El segundo capítulo en este proceso de disgregación lo constituye la negociación con ETA. Es muy posible que ni los terroristas ni los nacionalistas vascos ni siquiera se conformen con un estatuto como el catalán. Ellos, que ya gozan de total autonomía financiera, aspirarán a ir un paso más allá que los catalanes. La amenaza de una vuelta al terrorismo, que resultaría letal en términos políticos para el actual presidente del Gobierno, actuará además como un poderoso acicate para que Rodríguez Zapatero ablande aún más sus posiciones. Se guardarán las formas, en el sentido de que la negociación política no se hará con ETA, sino con el nacionalismo vasco. Pero no hay que olvidar que los objetivos de independencia y anexión de Navarra son comunes a ambos. Y los terroristas, en todo caso, mantendrán la supervisión del proceso y no dudarán en volver a la actividad criminal si no obtienen los resultados esperados de la negociación política.

 

 

El tercer capítulo será la emulación de los procesos seguidos por vascos y catalanes por otras autonomías. En Galicia, los nacionalistas comparten poder con los socialistas y ya han anunciado que ellos no pueden ser menos. El presidente de Canarias, de corte nacionalista, ya ha anunciado su pretensión de convertir el archipiélago en nación. Incluso los socialistas andaluces han reivindicado su carácter nacional, a pesar de que la inmensa mayoría de sus habitantes no comparte ese sentimiento. El proceso será ya imparable.

 

Comunidades gobernadas por el PP como Baleares o Valencia aspirarán también a la plena autonomía financiera, a su policía autonómica, a más competencias.
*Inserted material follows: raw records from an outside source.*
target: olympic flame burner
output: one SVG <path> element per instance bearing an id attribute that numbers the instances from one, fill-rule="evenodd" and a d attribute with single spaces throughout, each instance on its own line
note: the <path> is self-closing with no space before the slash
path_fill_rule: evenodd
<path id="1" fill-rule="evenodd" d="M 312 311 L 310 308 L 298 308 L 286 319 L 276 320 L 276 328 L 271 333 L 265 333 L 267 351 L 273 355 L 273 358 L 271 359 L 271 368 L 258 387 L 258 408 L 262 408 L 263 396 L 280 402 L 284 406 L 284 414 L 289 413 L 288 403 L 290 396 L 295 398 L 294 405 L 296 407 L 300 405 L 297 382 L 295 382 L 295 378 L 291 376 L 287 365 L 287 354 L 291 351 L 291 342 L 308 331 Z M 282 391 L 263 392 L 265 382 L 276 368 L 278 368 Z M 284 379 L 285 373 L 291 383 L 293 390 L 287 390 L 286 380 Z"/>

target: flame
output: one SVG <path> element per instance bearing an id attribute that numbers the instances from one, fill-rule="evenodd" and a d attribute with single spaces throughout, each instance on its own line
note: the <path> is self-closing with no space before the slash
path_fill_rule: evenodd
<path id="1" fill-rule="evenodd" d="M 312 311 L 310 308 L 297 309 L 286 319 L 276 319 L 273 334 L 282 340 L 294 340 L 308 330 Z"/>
En definitiva, se trata de un juego de acaparar dinero y poder, que son las dos principales motivaciones políticas. Una vez el proceso está en marcha, nadie querrá ser menos que nadie, ninguna autonomía querrá ser relegada a ser una comunidad de segunda, todo el mundo velará por sus intereses particulares, pero nadie lo hará por los intereses generales.

 

 

La mayor parte de los nacionalistas radicales sueñan con un estado independiente.

 

 

Pero muchos nacionalistas moderados, hoy por hoy mayoritarios en País Vasco y Cataluña, aspiran simplemente a una confederación en la que tengan todas las ventajas de la independencia y todas las ventajas de la confederación, pero sin asumir ningún coste por pertenecer a ella. La pregunta que se hacen cada vez más españoles es si, en esas condiciones, Cataluña o el País Vasco no se terminarán convirtiendo en un lastre para el resto de España que conviene expulsar cuanto antes.

 

 

Desgraciadamente, ese sentimiento puede acelerar aún más el proceso.

 

 

Pero conviene que nadie se llame a engaño. La explosión de la Unión Soviética no fue ni pacífica ni ordenada, sino violenta y sangrienta. Hay muchos potenciales conflictos civiles dentro de cada una de las comunidades que aspiren a independizarse. Las fronteras entre las posibles republicas ibéricas independientes serían otra fuente inagotable de conflictos. Hay también afanes expansionistas en algunas comunidades.

 

 

Los enemigos externos, en especial la yihad islamista, verán en la disgregación de España una oportunidad para alcanzar sus metas. El desastre que puede suponer el fin de España tendría un altísimo precio para las futuras generaciones. A tiempo estamos de evitarlo.

 

 

Grupo de Estudios Estratégicos (GEES).